Starknet 簽名指南

抽象的

本文概述了在 Starknet 上簽署和驗證簽名的過程。首先介紹帳戶抽像以及與以太坊等傳統區塊鏈相比，它如何修改簽名驗證。然後，它提供了 TypeScript 和 Go 中的全面程式碼範例，用於使用 Starknet 上提供的兩種方法對訊息進行簽署和驗證簽名：使用使用者的公鑰和使用使用者的帳戶地址。

現場簽名遊樂場可在 https://signatures.felts.xyz

本文中給出的所有程式碼範例都可以在關聯的 GitHub 儲存庫中找到。我要感謝蒂亞戈對程式碼片段的幫助。

帳戶抽象

在以太坊中，個人使用者帳戶，稱為外部擁有帳戶（EOA），由一對私鑰和公鑰控制。交易需要私鑰簽章才能修改帳戶狀態。雖然安全，但該系統存在明顯的缺點，例如如果私鑰遺失或被盜，資產將遭受不可逆轉的損失，錢包功能有限，以及缺乏用戶友好的金鑰或帳戶恢復選項。

Starknet 透過帳戶抽象化 (AA) 解決了這些限制，它透過智慧合約而不是私鑰來管理帳戶。這種方法允許智能合約驗證其交易，從而實現智能合約涵蓋的汽油費、單一帳戶的多個簽名者以及各種加密簽名等功能。 AA 使開發人員能夠設計自訂安全模型，例如用於日常和高價值交易的不同金鑰以及用於增強安全性的生物識別身份驗證，從而增強安全性和使用者體驗。它還透過社交恢復和基於硬體的交易簽名等方法簡化了金鑰恢復和管理。此外，AA 支援金鑰輪換、Web3 應用程式的會話金鑰以及多種簽章和驗證方案，從而允許自訂安全措施。透過解決以太坊 EOA 模型的固有局限性，Starknet 的 AA 提供了更靈活、安全、用戶友好的帳戶管理方法，顯著改善了區塊鏈互動。

簽名

了解了帳戶抽象化後，我們現在可以探索它如何改變簽名驗證。首先，必須了解簽名的組成。 STARK曲線是一條橢圓曲線，其簽名是ECDSA簽名，由兩個值組成：r和s。簽名是透過使用私鑰對訊息進行簽名而產生的，並且可以使用公鑰進行驗證。有關 ECDSA 簽名的更多信息，請參閱維基百科頁面。

簽署訊息

在 Starknet 中，要簽署的訊息通常遵循 EIP-712 格式。此訊息格式包括四個強製欄位：types、primaryType、domain 和 message。 types 欄位將類型名稱對應到其對應的類型定義。 PrimaryType 欄位指定訊息的主要類型。域字段包含指定鏈上下文的鍵值對。訊息欄位包括描述訊息的鍵值對。我們通常將訊息表示為 JSON 物件：

{
    types: {
        StarkNetDomain: [
            { name: "name", type: "felt" },
            { name: "chainId", type: "felt" },
            { name: "version", type: "felt" },
        ],
        Message: [{ name: "message", type: "felt" }],
    },
    primaryType: "Message",
    domain: {
        name: "MyDapp",
        chainId: "SN_MAIN",
        version: "0.0.1",
    },
    message: {
        message: "hello world!",
    },
}

要簽署訊息，您需要私鑰。如需深入了解簽章流程，請參考ECDSA簽章演算法。以下是簽署訊息的代碼。

打字稿：

import { ec, encode, TypedData, Signer, typedData, WeierstrassSignatureType } from 'starknet';

//--------------------------------------------------------------------------
// Account
//--------------------------------------------------------------------------
const privateKey = '0x1234567890987654321';

const starknetPublicKey = ec.starkCurve.getStarkKey(privateKey);

const fullPublicKey = encode.addHexPrefix(
    encode.buf2hex(ec.starkCurve.getPublicKey(privateKey, false))
);

const pubX = starknetPublicKey
const pubY = encode.addHexPrefix(fullPublicKey.slice(68))

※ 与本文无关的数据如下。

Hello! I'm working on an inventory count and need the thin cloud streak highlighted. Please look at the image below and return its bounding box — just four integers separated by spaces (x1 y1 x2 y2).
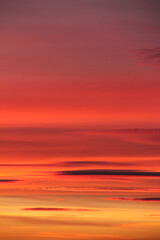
21 207 98 212
57 169 160 177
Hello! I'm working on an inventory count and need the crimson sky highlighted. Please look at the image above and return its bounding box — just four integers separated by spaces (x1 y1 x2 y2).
0 0 160 240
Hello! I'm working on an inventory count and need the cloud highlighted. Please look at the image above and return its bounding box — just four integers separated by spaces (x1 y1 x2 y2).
21 207 98 212
0 215 120 227
103 197 160 202
57 169 160 177
138 47 160 64
0 179 20 183
63 161 134 167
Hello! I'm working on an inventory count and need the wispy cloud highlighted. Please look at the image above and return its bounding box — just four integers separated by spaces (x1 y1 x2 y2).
21 207 98 212
0 179 20 183
57 169 160 177
103 197 160 202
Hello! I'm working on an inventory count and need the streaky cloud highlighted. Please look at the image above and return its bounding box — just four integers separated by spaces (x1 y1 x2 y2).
57 169 160 177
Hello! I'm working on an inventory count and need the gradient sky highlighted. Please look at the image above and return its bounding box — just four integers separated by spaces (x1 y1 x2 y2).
0 0 160 240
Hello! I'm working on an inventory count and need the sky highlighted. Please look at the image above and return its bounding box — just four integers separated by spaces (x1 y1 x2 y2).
0 0 160 240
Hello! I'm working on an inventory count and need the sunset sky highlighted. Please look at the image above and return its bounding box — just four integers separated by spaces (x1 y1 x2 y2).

//--------------------------------------------------------------------------
// Message
//--------------------------------------------------------------------------

const messageStructure: TypedData = {
    types: {
        StarkNetDomain: [
            { name: "name", type: "felt" },
            { name: "chainId", type: "felt" },
            { name: "version", type: "felt" },
        ],
        Message: [{ name: "message", type: "felt" }],
    },
    primaryType: "Message",
    domain: {
        name: "MyDapp",
        chainId: "SN_MAIN",
        version: "0.0.1",
    },
    message: {
        message: "hello world!",
    },
};

const messageHash = typedData.getMessageHash(messageStructure, BigInt(starknetPublicKey))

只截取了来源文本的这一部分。